The structure of a typical drum washing machine is schematically illustrated in FIG. 1. As shown, a drum washing machine includes a cabinet 1 having a front door 2, a tub 3 inside the cabinet 1 that retains wash water, and a rotating drum 4 inside the tub 3 that retains laundry. A motor 5 behind the tub 3 is coupled by a driving shaft 6 to the drum 4. Also, a suspension system 7 retains the tub 3 within the cabinet 1 such that the position of the tub 3 can fluctuate slightly.
Still referring to FIG. 1, the driving shaft 6 is coupled to the drum 4 by a spider 8 (which can be tripod-shaped). Additionally, as shown, a number of lifters 10 are mounted on a wall of the drum 4. When the motor 5 rotates the drum 4, the lifters 10 also rotate. Laundry is lifted upward by the lifters 10 until the laundry freely falls down. Continuous rotation causes the laundry to continuously move up and down. Such laundry movement produces a good laundry cleaning action.
FIG. 2 illustrates a typical lifter 10 in more detail. The lifter 10 includes a pair of protrusions 11 that have different heights and that are separated by a valley 12. Coupling hooks 13 at the bottom of the lifter 10 can couple the lifter 10 to the drum 4.

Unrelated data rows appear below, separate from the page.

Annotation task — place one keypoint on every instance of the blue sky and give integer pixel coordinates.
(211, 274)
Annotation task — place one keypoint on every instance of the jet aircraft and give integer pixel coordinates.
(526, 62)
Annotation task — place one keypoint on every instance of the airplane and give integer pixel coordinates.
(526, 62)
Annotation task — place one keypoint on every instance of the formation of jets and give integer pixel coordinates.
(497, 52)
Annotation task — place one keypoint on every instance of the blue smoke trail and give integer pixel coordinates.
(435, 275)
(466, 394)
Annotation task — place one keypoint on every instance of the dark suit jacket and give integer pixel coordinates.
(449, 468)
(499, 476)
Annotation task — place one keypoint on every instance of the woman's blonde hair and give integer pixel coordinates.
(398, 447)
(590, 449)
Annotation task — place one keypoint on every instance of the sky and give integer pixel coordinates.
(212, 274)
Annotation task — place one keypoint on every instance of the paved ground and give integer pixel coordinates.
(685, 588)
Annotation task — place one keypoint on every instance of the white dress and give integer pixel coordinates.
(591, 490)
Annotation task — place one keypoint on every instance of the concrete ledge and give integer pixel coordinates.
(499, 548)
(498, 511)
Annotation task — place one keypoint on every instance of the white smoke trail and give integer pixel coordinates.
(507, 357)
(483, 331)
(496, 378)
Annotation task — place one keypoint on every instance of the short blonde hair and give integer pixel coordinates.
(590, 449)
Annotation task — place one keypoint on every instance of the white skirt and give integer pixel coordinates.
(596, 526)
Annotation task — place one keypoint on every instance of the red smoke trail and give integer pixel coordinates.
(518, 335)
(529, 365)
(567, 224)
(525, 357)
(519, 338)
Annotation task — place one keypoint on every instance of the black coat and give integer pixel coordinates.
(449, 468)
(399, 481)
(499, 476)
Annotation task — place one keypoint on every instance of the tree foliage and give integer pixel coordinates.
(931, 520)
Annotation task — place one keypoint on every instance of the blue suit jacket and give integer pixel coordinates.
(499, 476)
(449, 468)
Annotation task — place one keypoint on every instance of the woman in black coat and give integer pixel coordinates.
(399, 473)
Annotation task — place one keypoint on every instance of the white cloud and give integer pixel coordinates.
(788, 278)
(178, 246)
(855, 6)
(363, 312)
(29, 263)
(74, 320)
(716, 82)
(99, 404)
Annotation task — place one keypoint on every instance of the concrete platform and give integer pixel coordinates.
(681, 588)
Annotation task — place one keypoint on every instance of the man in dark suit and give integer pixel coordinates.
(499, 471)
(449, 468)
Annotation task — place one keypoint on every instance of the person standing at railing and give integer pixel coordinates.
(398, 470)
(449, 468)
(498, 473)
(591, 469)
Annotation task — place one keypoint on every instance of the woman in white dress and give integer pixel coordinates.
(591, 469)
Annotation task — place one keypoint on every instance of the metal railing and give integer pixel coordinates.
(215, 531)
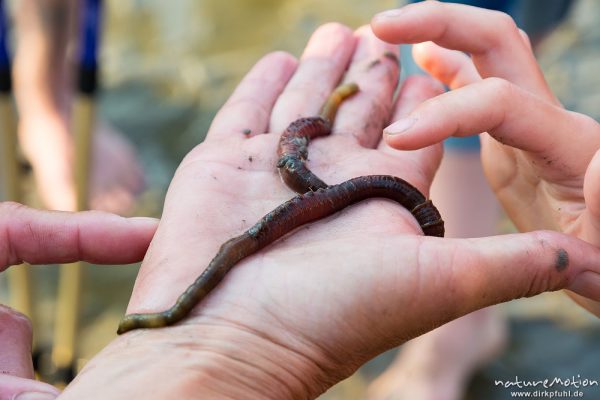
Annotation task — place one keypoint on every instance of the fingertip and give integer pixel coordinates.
(282, 59)
(15, 343)
(146, 223)
(419, 88)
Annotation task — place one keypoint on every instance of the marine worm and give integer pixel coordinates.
(316, 200)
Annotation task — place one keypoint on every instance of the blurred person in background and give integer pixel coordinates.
(44, 71)
(438, 365)
(295, 339)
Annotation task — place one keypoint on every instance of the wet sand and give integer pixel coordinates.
(212, 48)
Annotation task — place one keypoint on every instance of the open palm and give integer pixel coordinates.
(320, 302)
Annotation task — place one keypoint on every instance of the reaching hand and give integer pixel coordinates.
(297, 317)
(541, 160)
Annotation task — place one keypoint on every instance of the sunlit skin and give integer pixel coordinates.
(540, 159)
(43, 237)
(305, 313)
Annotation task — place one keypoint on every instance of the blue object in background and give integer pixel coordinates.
(534, 17)
(90, 39)
(5, 77)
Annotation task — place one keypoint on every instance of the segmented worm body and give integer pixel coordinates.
(316, 200)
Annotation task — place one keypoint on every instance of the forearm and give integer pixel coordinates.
(203, 362)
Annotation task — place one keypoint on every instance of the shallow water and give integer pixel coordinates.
(168, 66)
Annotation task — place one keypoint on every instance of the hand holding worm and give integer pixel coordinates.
(292, 320)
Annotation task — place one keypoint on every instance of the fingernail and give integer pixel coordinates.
(35, 396)
(389, 14)
(400, 126)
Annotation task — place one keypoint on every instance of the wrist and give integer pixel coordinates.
(215, 360)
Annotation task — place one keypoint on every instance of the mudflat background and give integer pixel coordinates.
(168, 66)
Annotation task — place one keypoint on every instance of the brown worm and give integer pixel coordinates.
(316, 200)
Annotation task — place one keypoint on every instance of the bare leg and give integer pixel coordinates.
(438, 365)
(43, 72)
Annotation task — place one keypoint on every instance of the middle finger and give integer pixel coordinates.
(322, 66)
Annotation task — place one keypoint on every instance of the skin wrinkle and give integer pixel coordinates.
(273, 340)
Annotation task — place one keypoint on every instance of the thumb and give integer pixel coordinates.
(503, 268)
(16, 368)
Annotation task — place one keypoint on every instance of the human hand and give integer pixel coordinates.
(41, 237)
(306, 312)
(541, 160)
(115, 177)
(537, 156)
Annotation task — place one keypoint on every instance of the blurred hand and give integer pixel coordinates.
(294, 319)
(541, 160)
(41, 237)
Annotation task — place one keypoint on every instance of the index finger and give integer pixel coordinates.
(42, 237)
(491, 37)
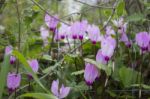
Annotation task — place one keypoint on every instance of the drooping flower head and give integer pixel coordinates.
(75, 29)
(100, 58)
(60, 92)
(109, 31)
(121, 25)
(143, 40)
(8, 50)
(12, 59)
(91, 73)
(94, 34)
(34, 65)
(83, 29)
(51, 22)
(62, 32)
(13, 81)
(107, 47)
(44, 35)
(125, 39)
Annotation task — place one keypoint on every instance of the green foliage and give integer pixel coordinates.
(37, 96)
(128, 76)
(22, 59)
(3, 74)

While generally successful, the lifters 10 do not provide optimal washing performance. One reason for this is that the lifters 10 generally have flat (or at least smooth) surfaces that fail to maximize laundry friction. Thus, friction-induced cleaning is limited. Such limited cleaning action occurs not only in drum type washing machines, but also in pulsator type washing machines. The pulsator type cleans both by water flow and by laundry friction. Yet, the widely used pulsator type washing machine also uses generally flat (or at least smooth) contact surfaces. Again, this limits the attainable cleaning action.
While generally successful when cleaning laundry, the lifters 10 become obstacles when removing laundry. Centrifugal forces exerted during a dehydration cycle forces laundry against the wall of the drum 4 and into the valley 12. This causes the laundry to adhere to the drum 4 such that the laundry can be difficult to remove.

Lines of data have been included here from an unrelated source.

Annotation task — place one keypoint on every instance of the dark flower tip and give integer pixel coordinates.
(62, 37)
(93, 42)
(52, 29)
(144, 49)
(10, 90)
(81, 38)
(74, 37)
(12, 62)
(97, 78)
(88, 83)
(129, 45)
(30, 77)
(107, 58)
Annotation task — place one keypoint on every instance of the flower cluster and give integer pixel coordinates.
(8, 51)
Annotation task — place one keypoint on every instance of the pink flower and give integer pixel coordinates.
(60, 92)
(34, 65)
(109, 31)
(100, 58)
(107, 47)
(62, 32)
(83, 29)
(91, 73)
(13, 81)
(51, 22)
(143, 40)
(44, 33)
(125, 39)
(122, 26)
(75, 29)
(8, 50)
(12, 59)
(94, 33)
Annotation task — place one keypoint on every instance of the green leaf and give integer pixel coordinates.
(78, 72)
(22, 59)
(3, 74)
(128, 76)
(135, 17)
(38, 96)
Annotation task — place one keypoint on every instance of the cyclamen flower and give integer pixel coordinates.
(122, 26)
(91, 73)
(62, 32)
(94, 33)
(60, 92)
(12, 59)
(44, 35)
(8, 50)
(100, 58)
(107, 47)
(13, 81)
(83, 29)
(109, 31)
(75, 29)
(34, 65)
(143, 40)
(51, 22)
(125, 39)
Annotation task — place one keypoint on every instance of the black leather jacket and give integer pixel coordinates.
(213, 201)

A modification to the standard drum type washing machine is the slant-drum washing machine. In such a machine the drum 4 is tilted downward. This reduces the difficulty of inserting and removing laundry. However, in slant-drum 4 washing machines the laundry tends to gather toward the rear of the drum 4 such that the lifters 10 fail to smoothly move the laundry. Thus, cleaning performance is reduced.
Therefore, washing machines having improved washing performance obtained by increasing the friction of lifters with laundry would be beneficial. Also beneficial would be a washing machine having easy laundry removal after dehydration cycles. Also beneficial would be a slant-drum washing machine having a reduced tendency for laundry to congregate at the back of the drum. Even more beneficial would be a drum washing machine with improved laundry friction and ease of laundry removal.